Summer Schuler, a 16-year-old with the sunny optimism of youth, wrapped her arms around her crying mother Tuesday and assured her that things were not as bad as they seemed.
Big chunks of the new roof of their three-bedroom pastel-blue wood home lay in tatters around them -- shredded, scattered and soaked by Hurricane Dennis when it crashed through this barrier-island community on Sunday.
Plastic piping, a toppled basketball goal, stray china and wood planks with jutting nails littered the yard and carport. Large chunks of the family's new wooden fence had collapsed, and two feet of brackish water had inundated the ground floor of the two-story home.
"Mom, we are so lucky," said Summer, noting that the storm had been even less kind to some neighbors. "It's okay -- we are very lucky."
Vicki Schuler, 51, her voice breaking with her first glimpses of the damage, whispered, "I'm just tired of it."
So many residents in Florida's Panhandle were tired of it Tuesday. Hurricane Ivan had stomped through the region in September, and many homes and businesses here were still wearing blue tarpaulins over their scars from that storm when Dennis roared ashore at 120 mph.
Tired of the destruction. Tired of the power outages. Tired of the lines for food and gas and water and ice.
As residents streamed home to check out the damage, they endured hot, humid weather and fraying patience. They found downed power lines, sand-clogged roads, and houses that looked as if they had been flayed with a giant hatchet. Most businesses remained closed Tuesday, and 170,000 homes in the Florida Panhandle remained without power, down from 225,000 on Monday night, utility companies said.
Dennis marked the continuation of an ordeal for the Schulers. Ivan punched a hole in the family's roof and also poured six feet of water and muck into a portion of the house that serves as an apartment for Vicki Schuler's 74-year-old mother-in-law, Ann.
Schuler, a high school math teacher, and husband Charlie, 52, an administrator at Pensacola Junior College, spent 10 months and $60,000 trying to get things back to normal after Ivan. They still had a couple months of work ahead when Dennis hit.
"We were doing it on our own because most of this wasn't covered" by insurance, Schuler said. "My husband would come home every day and start hammering and nailing. We didn't think that we could afford a contractor. Everything you do, you sweat to death. We learned how to bathe in rivers. And now we have to do it all over again."
The Schulers will move back into a small house they own in Navarre, the one they stayed in for three months after Ivan struck, working on repairs. They again will endure a three-hour round-trip commute to school and work, and they will spend countless hours dealing with insurance adjusters and bureaucrats in federal and state agencies.
"We won't be [living] back in here for months," Charlie Schuler said as he surveyed the new damage.
Schuler and a friend, Lonnie Rich, began collecting loose shingles and other debris from around the eight-foot hole in the roof.
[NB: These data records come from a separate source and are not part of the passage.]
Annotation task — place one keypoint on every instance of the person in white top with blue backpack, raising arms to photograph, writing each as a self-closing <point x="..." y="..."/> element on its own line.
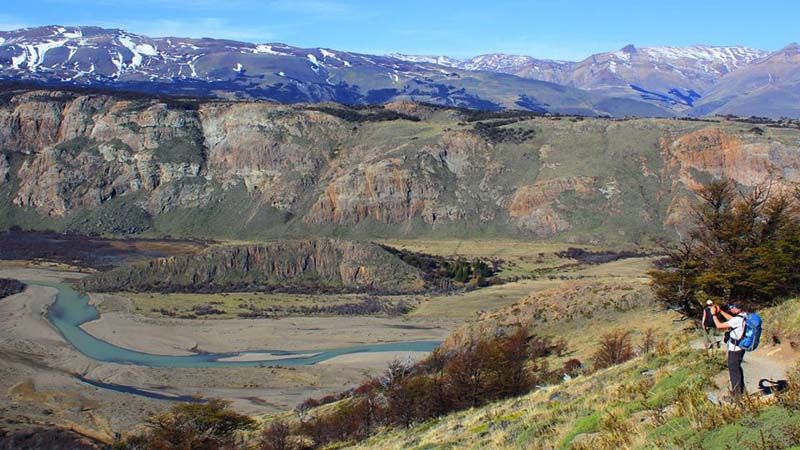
<point x="743" y="334"/>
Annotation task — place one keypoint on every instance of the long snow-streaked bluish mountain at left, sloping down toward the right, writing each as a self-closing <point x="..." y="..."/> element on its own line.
<point x="116" y="59"/>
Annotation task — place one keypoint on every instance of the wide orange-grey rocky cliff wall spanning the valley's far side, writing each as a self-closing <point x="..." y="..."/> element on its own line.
<point x="236" y="169"/>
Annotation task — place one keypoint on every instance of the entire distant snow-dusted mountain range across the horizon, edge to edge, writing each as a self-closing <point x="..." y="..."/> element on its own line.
<point x="652" y="81"/>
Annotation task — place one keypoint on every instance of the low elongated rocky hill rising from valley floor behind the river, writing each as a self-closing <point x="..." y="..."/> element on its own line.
<point x="295" y="266"/>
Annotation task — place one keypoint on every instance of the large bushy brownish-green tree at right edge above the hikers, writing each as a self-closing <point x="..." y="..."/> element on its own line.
<point x="744" y="247"/>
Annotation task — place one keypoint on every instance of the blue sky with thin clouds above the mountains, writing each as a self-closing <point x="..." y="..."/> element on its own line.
<point x="559" y="29"/>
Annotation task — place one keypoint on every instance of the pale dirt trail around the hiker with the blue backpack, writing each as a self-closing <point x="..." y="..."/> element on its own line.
<point x="768" y="362"/>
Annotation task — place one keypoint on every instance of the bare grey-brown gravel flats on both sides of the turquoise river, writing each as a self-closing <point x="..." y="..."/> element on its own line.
<point x="37" y="366"/>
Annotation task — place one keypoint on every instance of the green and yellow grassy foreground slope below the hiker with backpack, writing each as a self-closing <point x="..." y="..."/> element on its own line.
<point x="656" y="401"/>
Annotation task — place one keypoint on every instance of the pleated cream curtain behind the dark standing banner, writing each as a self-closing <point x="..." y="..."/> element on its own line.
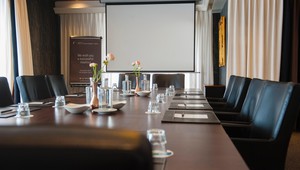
<point x="84" y="24"/>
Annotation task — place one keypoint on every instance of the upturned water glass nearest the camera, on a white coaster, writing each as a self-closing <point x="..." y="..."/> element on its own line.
<point x="157" y="138"/>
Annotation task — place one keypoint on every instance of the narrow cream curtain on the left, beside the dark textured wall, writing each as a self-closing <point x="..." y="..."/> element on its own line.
<point x="25" y="64"/>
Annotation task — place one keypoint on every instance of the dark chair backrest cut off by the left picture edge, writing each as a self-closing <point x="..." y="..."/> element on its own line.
<point x="5" y="94"/>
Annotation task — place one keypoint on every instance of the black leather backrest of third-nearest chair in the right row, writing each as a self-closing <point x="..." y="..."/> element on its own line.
<point x="238" y="93"/>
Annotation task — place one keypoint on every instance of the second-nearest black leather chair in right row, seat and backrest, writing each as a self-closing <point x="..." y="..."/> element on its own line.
<point x="247" y="111"/>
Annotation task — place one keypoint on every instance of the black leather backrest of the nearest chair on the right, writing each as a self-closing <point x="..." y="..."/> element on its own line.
<point x="276" y="103"/>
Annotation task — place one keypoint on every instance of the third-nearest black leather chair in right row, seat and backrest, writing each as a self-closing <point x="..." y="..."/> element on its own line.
<point x="235" y="98"/>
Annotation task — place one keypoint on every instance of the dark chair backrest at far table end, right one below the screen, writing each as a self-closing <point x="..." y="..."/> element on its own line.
<point x="165" y="80"/>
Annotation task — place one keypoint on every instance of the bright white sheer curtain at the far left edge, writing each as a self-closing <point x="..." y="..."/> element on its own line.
<point x="6" y="55"/>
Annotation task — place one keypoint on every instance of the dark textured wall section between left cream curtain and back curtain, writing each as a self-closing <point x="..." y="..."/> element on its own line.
<point x="44" y="34"/>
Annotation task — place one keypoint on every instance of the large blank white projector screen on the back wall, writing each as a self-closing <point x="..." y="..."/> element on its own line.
<point x="161" y="36"/>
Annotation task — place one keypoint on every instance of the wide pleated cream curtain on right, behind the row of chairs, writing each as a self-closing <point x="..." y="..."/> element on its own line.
<point x="254" y="38"/>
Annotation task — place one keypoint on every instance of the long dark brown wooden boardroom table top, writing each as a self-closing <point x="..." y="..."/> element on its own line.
<point x="195" y="146"/>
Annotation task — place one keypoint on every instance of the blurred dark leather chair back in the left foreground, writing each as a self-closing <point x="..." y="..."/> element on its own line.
<point x="73" y="147"/>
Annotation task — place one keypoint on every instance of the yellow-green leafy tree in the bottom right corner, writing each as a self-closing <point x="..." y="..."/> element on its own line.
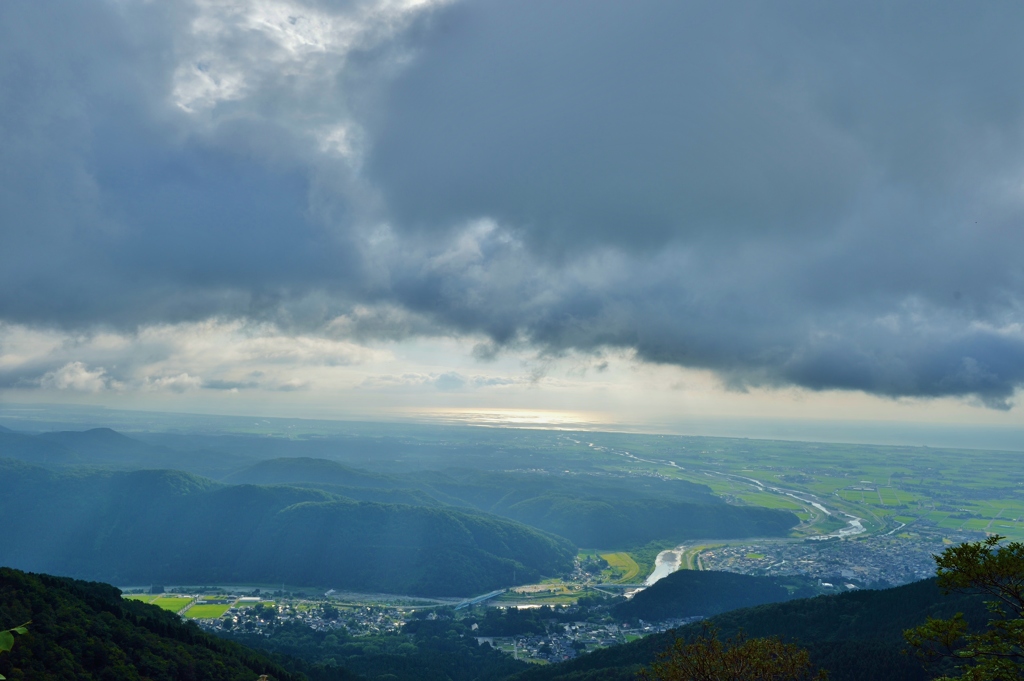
<point x="998" y="653"/>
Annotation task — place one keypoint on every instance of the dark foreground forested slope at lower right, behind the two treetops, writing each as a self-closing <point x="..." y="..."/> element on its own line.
<point x="855" y="636"/>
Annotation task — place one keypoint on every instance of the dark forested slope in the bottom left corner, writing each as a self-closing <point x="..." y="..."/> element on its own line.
<point x="84" y="631"/>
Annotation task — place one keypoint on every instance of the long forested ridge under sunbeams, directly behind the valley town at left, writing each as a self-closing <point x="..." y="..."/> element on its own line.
<point x="169" y="527"/>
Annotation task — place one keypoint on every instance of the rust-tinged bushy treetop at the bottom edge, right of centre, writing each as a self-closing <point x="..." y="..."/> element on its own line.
<point x="738" y="659"/>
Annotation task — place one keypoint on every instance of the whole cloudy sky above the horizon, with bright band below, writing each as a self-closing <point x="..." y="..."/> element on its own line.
<point x="611" y="212"/>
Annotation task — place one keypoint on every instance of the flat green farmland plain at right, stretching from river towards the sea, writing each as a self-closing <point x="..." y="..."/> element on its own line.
<point x="888" y="488"/>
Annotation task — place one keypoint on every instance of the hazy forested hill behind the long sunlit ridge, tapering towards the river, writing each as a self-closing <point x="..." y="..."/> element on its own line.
<point x="590" y="510"/>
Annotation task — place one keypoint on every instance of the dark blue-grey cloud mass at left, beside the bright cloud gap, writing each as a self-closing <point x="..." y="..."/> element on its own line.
<point x="113" y="210"/>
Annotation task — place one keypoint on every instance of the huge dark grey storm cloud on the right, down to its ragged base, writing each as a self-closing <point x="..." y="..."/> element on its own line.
<point x="823" y="195"/>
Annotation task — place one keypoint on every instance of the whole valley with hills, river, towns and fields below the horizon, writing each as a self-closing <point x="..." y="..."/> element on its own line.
<point x="541" y="547"/>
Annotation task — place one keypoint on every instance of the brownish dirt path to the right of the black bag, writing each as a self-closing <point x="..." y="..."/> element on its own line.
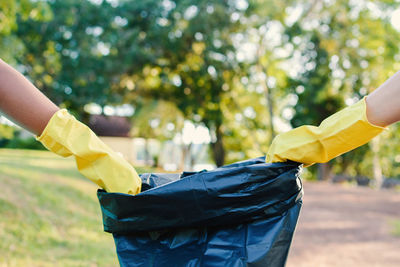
<point x="341" y="226"/>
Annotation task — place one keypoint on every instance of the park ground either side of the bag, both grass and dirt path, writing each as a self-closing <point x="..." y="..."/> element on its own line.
<point x="49" y="216"/>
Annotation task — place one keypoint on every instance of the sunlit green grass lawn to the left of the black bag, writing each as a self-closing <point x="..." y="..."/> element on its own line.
<point x="49" y="213"/>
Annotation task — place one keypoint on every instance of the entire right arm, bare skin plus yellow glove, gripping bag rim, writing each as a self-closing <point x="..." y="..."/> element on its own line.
<point x="341" y="132"/>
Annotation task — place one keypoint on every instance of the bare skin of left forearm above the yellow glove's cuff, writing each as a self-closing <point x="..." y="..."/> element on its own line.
<point x="22" y="102"/>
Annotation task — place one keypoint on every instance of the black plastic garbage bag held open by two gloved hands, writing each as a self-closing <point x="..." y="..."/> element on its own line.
<point x="243" y="214"/>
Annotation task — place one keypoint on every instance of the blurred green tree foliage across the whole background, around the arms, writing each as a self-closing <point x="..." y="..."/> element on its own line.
<point x="242" y="69"/>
They planned to cover it with a tarpaulin.
Meanwhile, Schuler's wife and two daughters emptied spoiling food from the now-warm refrigerator and gathered clothes from bedrooms whose ceilings sagged with the weight of water that had seeped in. Savannah, 13, said that she could see sky through a hole in her bedroom closet.
"All my bluejeans have insulation on them," said Savannah, an eighth-grader at Gulf Breeze Middle School. "I'm going to itch forever."
Vicki Schuler said the most powerful tool for rebuilding a hurricane-damaged house is the telephone. On Monday, a day before she saw her house, Schuler started dialing the Federal Emergency Management Agency about financial assistance and insurance companies for the claims that her family would inevitably file.
A part of her would like to sell the house, which the family has owned since 1987, she said. In a strange paradox, recent hurricanes have driven up the price of beach real estate, as wealthy buyers compete to snap up land from storm-weary long-term residents and replace the old homes with newer, stronger structures that locals dub "hurricane mansions," Schuler said.
But Charlie Schuler said he won't sell. Standing on his roof Tuesday, he said he could not leave the house and community he loves.
"It's frustrating," he said. "It's just so unusual to have these storms in such a brief span of time. It is going to take a lot of work and a lot of patience, but I'm a third-generation Floridian, and we've been doing this for hundreds of years.
"I've been all over the world and I wouldn't want to live anywhere else. It's beautiful here -- unless a hurricane blows through."